[media-credit id=1 align=”aligncenter” width=”350″]
Ketika mata masih terpejam dan badan masih dibungkus selimut, kicauan burung itu menembus masuk telinga dan membangunkan jiwa lebih awal daripada membangunkan tubuh. Begitu lembut.
Satu Minggu pagi, ketika kesadaran sudah terjaga, sementara badan masih terlelap, saya kehilangan kicauan burung itu. Kemana gerangan? Kenapa dia tidak membangunkanku? Setelah membuka mata dan membuka jendela kamar, saya melihat ada sekelompok burung-burung kecil sedang bermain di atas rimbunan pohon, diantara cahaya pagi.
Oh, mungkin si burung kecil itu lupa membangunkanku karena asyik bermain dengan teman-temannya. Hem, bukankah sekarang hari Minggu? Mungkin si burung kecil ini ingin berlibur membangunkanku. Aku tersenyum dan semilir keindahan menghembus di batinku.
Lupa bahagia
Kecanggihan teknologi transportasi, membuat kita berjalan terlalu cepat sehingga melewatkan banyak hal. Kecanggihan teknologi komunikasi, membuat kita terlalu banyak bicara, tapi lupa tersenyum. Kapitalisme membuat banyak orang menjadi kaya, tapi lupa bahagia.
Kita mencari bukan apa yang kita butuhkan, tapi apa yang kita inginkan. Akhirnya yang kita dapatkan adalah kata “puas” bukan “cukup”. Kita “cukup” makan tiga piring sehari karena perut terbatas, selebihnya kita bisa berbagi. Tapi, kita tidak “puas” hanya makan tahu tempe. “Cukup” tidak mengenal “lebih”, “puas” selalu “lebih”. Karena itulah, banyak orang mengejar “cukup kekayaan”, bukannya “kaya kecukupan”.
Setiap hari kita merasa kekurangan waktu untuk mengerjakan hal-hal yang belum selesai, padahal waktu tidak pernah bertambah atau berkurang. Akhir dari hari-hari kita adalah perasaan “belum selesai”, karenanya kita selalu merasa tertunda dan dikejar target. Kita tidak pernah “rest in peace” kecuali ketika mati.

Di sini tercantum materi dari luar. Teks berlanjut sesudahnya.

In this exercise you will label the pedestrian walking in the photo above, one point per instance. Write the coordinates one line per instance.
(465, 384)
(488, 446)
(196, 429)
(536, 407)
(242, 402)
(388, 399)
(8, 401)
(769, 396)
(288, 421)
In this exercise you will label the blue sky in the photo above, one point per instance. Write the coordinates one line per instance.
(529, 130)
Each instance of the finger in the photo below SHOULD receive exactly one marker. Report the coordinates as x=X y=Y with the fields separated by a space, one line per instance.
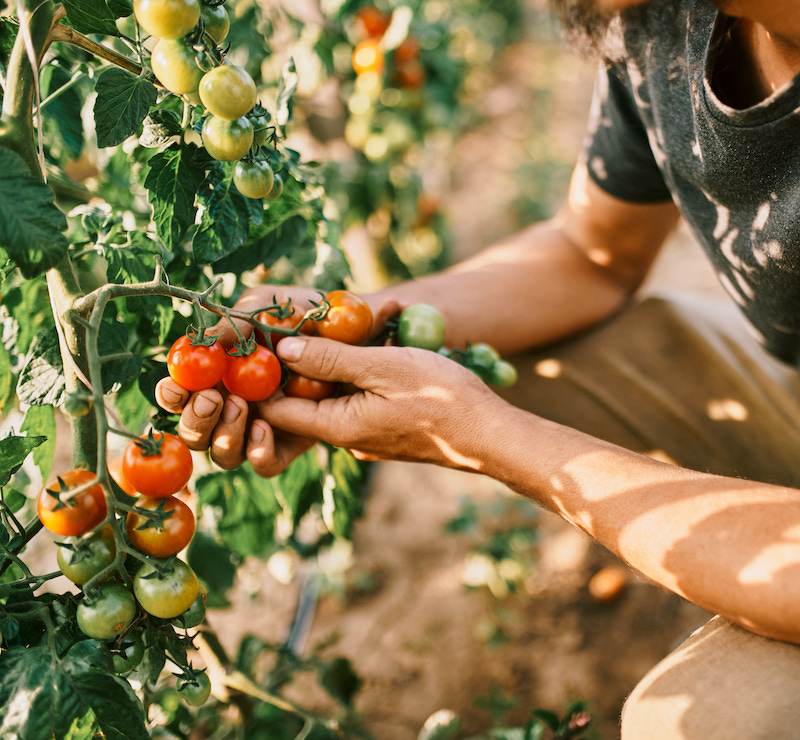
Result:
x=170 y=396
x=271 y=451
x=228 y=437
x=199 y=417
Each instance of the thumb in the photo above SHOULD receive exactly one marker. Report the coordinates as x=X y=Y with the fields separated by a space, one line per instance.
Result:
x=324 y=359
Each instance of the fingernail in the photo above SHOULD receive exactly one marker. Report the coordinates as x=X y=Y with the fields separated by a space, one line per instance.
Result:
x=203 y=406
x=291 y=348
x=230 y=412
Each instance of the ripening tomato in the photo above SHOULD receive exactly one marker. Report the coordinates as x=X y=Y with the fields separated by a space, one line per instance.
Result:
x=253 y=377
x=158 y=474
x=107 y=613
x=82 y=559
x=71 y=516
x=227 y=141
x=253 y=179
x=167 y=19
x=216 y=22
x=196 y=367
x=373 y=22
x=288 y=322
x=168 y=593
x=228 y=91
x=298 y=386
x=368 y=57
x=160 y=539
x=349 y=318
x=174 y=65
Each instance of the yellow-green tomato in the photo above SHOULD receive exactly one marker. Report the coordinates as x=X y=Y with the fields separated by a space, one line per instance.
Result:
x=167 y=19
x=227 y=141
x=216 y=21
x=167 y=594
x=174 y=66
x=277 y=188
x=107 y=613
x=81 y=559
x=253 y=179
x=228 y=91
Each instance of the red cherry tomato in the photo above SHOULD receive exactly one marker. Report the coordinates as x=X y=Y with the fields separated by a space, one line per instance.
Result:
x=75 y=515
x=196 y=367
x=298 y=386
x=253 y=377
x=165 y=538
x=291 y=321
x=160 y=474
x=349 y=318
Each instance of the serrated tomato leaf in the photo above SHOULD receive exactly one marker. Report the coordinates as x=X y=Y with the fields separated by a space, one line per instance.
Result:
x=123 y=101
x=31 y=225
x=172 y=182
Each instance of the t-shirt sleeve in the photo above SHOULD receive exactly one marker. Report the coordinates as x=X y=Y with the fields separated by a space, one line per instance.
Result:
x=616 y=151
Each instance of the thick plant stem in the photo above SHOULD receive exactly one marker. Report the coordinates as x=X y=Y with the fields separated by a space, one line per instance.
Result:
x=36 y=21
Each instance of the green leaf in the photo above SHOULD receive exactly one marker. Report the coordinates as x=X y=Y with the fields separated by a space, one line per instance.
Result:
x=94 y=16
x=339 y=679
x=41 y=421
x=13 y=451
x=172 y=182
x=122 y=103
x=287 y=86
x=42 y=698
x=41 y=380
x=299 y=486
x=245 y=509
x=31 y=224
x=342 y=493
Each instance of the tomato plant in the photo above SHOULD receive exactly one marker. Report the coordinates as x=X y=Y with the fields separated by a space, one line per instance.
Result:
x=66 y=513
x=254 y=376
x=81 y=559
x=196 y=367
x=349 y=318
x=166 y=593
x=168 y=531
x=158 y=466
x=107 y=612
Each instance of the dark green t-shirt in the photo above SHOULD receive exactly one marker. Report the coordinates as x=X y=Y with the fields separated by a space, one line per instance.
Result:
x=659 y=131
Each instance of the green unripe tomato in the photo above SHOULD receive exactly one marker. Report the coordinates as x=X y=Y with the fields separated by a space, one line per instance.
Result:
x=277 y=188
x=128 y=655
x=165 y=595
x=108 y=613
x=502 y=374
x=196 y=690
x=167 y=19
x=85 y=558
x=174 y=65
x=216 y=21
x=227 y=141
x=253 y=179
x=228 y=91
x=421 y=325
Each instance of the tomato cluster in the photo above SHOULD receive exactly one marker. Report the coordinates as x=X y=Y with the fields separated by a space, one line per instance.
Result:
x=405 y=69
x=121 y=592
x=422 y=326
x=187 y=61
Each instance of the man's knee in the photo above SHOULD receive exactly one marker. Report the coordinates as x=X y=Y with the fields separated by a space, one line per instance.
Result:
x=721 y=683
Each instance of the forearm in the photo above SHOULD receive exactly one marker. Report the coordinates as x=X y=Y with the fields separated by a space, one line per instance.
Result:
x=531 y=289
x=729 y=545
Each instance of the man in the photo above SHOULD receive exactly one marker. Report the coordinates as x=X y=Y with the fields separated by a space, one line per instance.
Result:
x=695 y=116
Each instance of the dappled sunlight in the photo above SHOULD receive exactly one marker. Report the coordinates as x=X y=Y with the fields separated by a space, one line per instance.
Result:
x=727 y=409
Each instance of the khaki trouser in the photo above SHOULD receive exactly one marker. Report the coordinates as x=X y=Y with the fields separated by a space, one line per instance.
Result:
x=680 y=378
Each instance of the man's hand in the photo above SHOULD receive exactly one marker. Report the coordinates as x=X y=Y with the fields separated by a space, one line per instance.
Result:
x=409 y=404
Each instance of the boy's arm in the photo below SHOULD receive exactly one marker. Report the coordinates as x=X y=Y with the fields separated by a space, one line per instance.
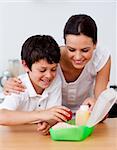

Kita terlalu banyak tahu, tapi tidak tahu banyak, sehingga kita menjadi orang-orang pandai yang tidak memiliki kebijaksanaan. Akibatnya, semakin menjadi tua, kita merasa semakin menjadi kanak-kanak kembali.
Kita berpikir hal-hal besar, tapi lupa melakukan hal-hal kecil. Atau sebaliknya, kita meributkan hal-hal kecil dan melepaskan hal-hal besar. Lalu, kita hanya berjalan di tempat dan ternyata tidak pergi kemana-mana. Kita mempunyai banyak hal, tapi tidak memiliki satu halpun.
Hari-hari kita dipenuhi dengan kebingungan, tapi kita sembunyikan dengan kesibukan, seakan-akan kesibukan adalah obat penawar racun kehampaan. Kita terlempar pada kecemasan, atau terdampar pada penyesalan yang tiada akhir. Hidup kita penuh kepedihan.
Akhirnya setelah semua berjalan, dan teman-teman kita meninggal, kita baru menyadari ternyata sepanjang hidup, kita tidak pernah melakukan hal-hal yang penting. Kita ternyata hanya melakukan hal-hal yang mendesak, yang tidak penting, sehingga nyanyian seekor burung di pagi haripun, lewat dari kesadaran kita.